Business and Management INK

Is Joint Achievement of Customer Satisfaction and Efficiency Beneficial in Merger Contexts?

May 30, 2014 1153

[Editor’s Note: We’re pleased to welcome Vanitha Swaminathan, who collaborated with Christopher Groening, Vikas Mittal, and Felipe Thomaz on their paper “How Achieving the Dual Goal of Customer Satisfaction and Efficiency in Mergers Affects a Firm’s Long-Term Financial Performance” from the May issue of Journal of Service Research.]

02JSR13_Covers.indd• What inspired you to be interested in this topic?
This paper began by looking at the often repeated assertion that mergers lead to reductions in customer satisfaction. While one may believe this to be the case, there is evidence that customer satisfaction improvements actually increase financial value…which led us to ask the question, would managers wishing to maximize shareholder value reduce their focus on customer satisfaction in a merger? Following this, we wondered if a focus on both customer satisfaction and efficiency improves shareholder value even more in a merger context.

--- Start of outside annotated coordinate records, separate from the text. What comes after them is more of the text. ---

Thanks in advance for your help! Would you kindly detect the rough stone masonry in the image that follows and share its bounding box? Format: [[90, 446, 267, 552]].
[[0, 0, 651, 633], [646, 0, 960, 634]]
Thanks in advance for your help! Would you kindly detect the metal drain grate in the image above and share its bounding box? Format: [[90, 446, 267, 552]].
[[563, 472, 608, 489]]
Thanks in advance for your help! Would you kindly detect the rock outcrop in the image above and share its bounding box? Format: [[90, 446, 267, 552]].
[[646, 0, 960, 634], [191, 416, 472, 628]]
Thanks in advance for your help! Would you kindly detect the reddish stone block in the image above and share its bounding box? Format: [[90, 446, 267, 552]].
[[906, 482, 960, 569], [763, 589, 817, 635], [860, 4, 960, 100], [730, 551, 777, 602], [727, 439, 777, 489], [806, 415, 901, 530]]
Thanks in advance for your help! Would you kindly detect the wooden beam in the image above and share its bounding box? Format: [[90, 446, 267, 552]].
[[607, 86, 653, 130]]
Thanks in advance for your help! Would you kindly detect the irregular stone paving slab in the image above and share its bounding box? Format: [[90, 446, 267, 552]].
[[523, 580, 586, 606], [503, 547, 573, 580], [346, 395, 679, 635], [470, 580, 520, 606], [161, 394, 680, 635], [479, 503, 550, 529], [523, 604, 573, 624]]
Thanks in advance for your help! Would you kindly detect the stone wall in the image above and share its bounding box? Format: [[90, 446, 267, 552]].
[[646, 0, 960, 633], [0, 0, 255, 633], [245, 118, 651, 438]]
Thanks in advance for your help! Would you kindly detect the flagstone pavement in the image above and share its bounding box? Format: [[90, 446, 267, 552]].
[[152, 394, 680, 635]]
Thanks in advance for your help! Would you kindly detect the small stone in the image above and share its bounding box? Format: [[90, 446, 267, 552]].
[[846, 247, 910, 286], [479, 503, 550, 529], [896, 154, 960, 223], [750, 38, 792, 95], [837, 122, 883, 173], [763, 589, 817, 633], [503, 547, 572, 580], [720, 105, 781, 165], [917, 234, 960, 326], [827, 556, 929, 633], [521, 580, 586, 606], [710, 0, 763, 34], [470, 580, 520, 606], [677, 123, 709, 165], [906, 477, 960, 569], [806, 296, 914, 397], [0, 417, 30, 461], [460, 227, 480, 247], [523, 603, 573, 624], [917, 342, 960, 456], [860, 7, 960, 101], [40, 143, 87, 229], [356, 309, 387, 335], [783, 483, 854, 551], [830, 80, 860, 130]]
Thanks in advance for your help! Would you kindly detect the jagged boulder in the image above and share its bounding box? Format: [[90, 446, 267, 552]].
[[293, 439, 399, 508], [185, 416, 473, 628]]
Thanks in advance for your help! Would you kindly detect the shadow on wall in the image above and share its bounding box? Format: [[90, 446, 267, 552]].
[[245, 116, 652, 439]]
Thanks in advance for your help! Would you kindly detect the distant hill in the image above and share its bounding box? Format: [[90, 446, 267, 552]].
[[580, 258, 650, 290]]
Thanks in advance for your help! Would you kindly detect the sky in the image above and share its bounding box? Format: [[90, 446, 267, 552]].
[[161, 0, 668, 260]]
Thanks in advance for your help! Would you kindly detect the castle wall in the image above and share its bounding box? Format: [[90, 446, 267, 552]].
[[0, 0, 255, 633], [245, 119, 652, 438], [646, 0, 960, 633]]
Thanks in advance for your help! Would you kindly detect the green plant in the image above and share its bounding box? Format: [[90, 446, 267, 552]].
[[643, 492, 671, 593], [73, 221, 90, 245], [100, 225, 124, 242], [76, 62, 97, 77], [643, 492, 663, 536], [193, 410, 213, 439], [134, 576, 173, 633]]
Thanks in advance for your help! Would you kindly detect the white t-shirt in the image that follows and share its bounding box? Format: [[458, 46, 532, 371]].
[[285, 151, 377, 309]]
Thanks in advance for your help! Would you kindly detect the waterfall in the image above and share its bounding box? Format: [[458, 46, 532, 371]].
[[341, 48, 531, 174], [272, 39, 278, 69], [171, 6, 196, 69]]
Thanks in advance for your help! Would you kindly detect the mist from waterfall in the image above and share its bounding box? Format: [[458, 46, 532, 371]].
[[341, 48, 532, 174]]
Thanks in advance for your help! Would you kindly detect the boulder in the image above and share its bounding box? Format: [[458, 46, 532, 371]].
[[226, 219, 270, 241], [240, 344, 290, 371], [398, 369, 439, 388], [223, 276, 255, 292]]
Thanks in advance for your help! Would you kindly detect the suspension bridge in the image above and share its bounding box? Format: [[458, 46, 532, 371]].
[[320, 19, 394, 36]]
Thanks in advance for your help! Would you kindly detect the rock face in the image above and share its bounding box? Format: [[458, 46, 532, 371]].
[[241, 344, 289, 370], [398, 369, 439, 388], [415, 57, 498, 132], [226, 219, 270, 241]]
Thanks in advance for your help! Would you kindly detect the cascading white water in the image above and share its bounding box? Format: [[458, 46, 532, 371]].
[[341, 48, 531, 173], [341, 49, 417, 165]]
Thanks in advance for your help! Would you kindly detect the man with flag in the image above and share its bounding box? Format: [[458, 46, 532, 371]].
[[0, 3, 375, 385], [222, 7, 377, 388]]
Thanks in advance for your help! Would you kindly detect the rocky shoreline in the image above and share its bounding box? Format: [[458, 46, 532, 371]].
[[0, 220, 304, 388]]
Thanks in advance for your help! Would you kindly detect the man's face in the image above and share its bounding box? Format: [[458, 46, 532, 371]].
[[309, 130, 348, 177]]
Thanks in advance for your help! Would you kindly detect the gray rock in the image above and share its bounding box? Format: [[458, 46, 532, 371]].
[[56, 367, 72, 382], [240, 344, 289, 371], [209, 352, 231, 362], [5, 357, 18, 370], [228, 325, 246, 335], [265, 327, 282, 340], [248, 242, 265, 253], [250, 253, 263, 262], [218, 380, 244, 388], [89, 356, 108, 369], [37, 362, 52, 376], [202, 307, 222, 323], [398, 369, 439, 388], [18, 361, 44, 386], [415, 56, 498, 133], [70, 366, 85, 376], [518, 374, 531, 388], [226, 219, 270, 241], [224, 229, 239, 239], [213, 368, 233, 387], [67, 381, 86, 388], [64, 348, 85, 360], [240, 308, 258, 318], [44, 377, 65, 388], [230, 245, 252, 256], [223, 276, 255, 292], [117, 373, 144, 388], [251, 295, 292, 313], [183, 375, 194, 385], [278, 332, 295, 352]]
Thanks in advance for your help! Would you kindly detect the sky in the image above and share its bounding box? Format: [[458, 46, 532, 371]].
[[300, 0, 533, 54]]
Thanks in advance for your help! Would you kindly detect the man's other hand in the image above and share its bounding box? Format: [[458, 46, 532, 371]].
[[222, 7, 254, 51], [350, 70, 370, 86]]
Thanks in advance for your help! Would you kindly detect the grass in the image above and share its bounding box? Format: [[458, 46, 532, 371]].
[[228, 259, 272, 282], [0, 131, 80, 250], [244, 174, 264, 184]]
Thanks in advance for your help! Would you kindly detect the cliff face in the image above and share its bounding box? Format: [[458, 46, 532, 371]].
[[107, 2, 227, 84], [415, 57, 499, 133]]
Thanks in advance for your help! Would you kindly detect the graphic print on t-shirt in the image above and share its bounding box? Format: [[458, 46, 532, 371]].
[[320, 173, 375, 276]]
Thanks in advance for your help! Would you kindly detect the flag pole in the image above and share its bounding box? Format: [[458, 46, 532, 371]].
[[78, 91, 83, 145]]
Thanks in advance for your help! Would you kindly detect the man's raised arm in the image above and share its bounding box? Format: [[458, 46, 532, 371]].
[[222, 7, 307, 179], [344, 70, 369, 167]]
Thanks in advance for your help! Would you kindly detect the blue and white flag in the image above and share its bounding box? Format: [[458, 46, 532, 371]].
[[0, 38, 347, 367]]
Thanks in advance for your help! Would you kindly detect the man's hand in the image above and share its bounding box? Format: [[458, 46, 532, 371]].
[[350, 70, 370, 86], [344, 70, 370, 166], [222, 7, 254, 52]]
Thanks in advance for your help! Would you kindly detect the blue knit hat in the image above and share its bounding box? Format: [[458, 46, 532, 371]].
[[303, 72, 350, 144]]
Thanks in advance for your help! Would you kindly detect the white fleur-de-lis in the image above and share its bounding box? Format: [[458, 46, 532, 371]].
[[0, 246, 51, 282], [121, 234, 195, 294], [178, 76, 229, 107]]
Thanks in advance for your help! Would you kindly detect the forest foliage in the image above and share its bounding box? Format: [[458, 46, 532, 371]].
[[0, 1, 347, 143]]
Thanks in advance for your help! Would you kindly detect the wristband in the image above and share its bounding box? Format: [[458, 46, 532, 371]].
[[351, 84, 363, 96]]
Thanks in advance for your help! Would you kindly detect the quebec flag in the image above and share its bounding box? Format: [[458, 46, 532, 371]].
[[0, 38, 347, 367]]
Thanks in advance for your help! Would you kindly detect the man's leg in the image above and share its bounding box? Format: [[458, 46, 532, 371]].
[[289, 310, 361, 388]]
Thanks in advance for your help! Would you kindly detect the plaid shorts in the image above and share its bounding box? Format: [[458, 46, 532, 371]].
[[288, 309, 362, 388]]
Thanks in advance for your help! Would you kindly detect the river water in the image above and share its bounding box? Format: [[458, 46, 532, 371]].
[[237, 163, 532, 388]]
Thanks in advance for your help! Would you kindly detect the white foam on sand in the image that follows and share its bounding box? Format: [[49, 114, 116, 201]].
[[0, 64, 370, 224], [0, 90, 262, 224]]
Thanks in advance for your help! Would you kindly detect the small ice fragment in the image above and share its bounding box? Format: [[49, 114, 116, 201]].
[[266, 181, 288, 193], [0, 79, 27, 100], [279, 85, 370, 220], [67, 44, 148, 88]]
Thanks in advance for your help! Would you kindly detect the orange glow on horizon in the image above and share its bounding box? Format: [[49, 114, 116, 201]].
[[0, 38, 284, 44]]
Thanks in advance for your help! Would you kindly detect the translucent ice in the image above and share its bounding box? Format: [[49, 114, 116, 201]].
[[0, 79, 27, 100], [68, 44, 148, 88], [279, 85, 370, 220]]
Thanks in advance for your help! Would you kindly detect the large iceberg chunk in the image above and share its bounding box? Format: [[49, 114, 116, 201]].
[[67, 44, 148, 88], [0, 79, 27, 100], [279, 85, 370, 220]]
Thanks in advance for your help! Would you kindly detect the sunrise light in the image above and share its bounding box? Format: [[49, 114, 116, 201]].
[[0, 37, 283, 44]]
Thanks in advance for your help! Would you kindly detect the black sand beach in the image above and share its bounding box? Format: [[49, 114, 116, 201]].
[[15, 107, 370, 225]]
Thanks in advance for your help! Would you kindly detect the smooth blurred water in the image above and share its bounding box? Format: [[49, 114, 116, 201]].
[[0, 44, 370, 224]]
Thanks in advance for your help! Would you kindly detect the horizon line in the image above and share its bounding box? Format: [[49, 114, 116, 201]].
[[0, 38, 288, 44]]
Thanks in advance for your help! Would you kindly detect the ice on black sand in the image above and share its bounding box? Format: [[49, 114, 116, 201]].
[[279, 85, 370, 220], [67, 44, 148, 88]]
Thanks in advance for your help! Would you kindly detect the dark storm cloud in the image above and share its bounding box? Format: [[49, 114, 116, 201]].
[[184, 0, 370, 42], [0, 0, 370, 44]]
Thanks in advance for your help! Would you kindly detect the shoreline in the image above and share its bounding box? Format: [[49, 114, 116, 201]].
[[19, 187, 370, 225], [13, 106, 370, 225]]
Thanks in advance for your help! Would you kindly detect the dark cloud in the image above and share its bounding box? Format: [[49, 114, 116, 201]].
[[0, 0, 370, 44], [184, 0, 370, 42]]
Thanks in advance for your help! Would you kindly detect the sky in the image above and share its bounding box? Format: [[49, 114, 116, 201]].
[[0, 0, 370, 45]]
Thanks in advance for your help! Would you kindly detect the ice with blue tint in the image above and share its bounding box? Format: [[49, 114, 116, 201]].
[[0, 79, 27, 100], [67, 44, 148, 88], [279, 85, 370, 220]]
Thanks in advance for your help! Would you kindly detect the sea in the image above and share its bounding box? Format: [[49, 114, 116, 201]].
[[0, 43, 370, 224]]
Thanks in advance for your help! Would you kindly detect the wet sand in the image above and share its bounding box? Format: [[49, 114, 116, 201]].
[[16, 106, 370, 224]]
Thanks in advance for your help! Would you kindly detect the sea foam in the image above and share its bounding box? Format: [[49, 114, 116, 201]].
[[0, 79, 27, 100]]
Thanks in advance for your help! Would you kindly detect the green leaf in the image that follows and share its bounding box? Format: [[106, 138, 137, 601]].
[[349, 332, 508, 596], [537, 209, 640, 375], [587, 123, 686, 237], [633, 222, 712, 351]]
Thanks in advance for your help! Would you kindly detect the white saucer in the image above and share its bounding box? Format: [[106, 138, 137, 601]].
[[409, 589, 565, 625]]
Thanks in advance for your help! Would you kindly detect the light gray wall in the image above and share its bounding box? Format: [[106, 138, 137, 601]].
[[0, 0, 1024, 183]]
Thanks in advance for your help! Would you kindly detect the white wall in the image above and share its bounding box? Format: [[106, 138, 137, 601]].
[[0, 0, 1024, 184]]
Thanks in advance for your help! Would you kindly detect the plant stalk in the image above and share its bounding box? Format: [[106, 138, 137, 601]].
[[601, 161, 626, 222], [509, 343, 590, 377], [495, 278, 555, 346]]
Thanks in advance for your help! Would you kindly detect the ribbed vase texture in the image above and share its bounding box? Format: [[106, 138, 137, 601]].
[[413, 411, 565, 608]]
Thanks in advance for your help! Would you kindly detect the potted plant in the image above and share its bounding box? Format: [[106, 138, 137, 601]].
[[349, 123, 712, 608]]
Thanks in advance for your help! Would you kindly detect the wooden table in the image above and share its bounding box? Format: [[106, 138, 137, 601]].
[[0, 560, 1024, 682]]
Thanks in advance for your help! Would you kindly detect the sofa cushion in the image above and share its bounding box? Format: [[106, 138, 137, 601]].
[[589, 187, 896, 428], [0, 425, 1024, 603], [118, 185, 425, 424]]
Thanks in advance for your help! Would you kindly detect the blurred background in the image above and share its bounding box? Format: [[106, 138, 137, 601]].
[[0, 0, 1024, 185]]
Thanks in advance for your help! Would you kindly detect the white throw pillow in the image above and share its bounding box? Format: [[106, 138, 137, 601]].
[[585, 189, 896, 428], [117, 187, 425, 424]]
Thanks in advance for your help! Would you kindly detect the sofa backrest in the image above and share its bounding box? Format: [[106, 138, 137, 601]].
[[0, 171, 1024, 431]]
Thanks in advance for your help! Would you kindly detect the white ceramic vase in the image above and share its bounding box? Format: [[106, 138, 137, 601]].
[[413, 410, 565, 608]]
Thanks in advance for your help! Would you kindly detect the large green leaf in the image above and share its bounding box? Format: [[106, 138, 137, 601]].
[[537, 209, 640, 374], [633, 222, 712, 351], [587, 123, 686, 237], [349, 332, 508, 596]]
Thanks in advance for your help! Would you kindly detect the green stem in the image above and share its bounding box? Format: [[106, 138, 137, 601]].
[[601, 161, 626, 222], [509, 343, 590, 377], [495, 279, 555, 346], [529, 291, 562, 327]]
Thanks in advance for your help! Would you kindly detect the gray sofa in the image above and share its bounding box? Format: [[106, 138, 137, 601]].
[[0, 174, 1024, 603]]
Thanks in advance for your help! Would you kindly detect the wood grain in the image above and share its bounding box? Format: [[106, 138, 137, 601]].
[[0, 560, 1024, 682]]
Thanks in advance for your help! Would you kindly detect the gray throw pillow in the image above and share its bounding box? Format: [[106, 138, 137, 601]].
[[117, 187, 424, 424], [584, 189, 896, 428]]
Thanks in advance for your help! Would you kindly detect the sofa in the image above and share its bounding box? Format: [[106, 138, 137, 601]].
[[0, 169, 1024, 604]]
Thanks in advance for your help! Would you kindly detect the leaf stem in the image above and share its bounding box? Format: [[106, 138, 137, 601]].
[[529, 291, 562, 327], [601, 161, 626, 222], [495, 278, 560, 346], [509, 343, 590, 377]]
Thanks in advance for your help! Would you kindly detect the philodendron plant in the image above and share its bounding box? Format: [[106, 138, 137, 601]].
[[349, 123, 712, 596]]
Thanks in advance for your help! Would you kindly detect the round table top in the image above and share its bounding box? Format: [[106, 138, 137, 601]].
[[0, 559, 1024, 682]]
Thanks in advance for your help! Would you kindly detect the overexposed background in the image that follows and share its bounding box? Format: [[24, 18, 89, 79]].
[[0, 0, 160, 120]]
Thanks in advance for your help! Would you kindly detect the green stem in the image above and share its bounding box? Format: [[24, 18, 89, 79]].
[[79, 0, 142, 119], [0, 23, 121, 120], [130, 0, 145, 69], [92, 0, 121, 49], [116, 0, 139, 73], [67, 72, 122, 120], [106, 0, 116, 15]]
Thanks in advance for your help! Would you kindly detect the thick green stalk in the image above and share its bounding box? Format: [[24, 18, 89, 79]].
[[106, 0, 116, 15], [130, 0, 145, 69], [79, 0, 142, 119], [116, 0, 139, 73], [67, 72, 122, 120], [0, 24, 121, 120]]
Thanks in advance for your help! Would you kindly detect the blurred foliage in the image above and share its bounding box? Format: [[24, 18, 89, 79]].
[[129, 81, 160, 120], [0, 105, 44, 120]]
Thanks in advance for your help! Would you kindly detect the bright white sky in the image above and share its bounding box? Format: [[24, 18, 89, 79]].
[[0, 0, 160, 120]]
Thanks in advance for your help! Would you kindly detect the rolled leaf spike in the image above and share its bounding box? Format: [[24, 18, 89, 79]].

• Were there findings that were surprising to you?
Contrary to what conventional wisdom regarding mergers and customer satisfaction, we found that a dual emphasis on both customer satisfaction and efficiency improvements will actually benefit firms in a merger context. I think the biggest surprise was our finding that non-merged firms did not significantly benefit from a dual emphasis. In other words, we thought that a merged firm would find greater value in a dual emphasis, but not that a non-merged would find little to none.

• How do you see this study influencing future research and/or practice? It will help to go deeper into analyzing why customer satisfaction and efficiency improvements in merger contexts facilitate shareholder value maximization, more so than non-merger settings. Is it the improved availability of resources, or greater access to more profitable customer groups? Is it due to the creation of new synergies between the merging companies?
Addressing these questions will help increase our understanding of when to best implement these typically opposing goals (i.e., efficiency and customer satisfaction improvements) even in non-merger settings.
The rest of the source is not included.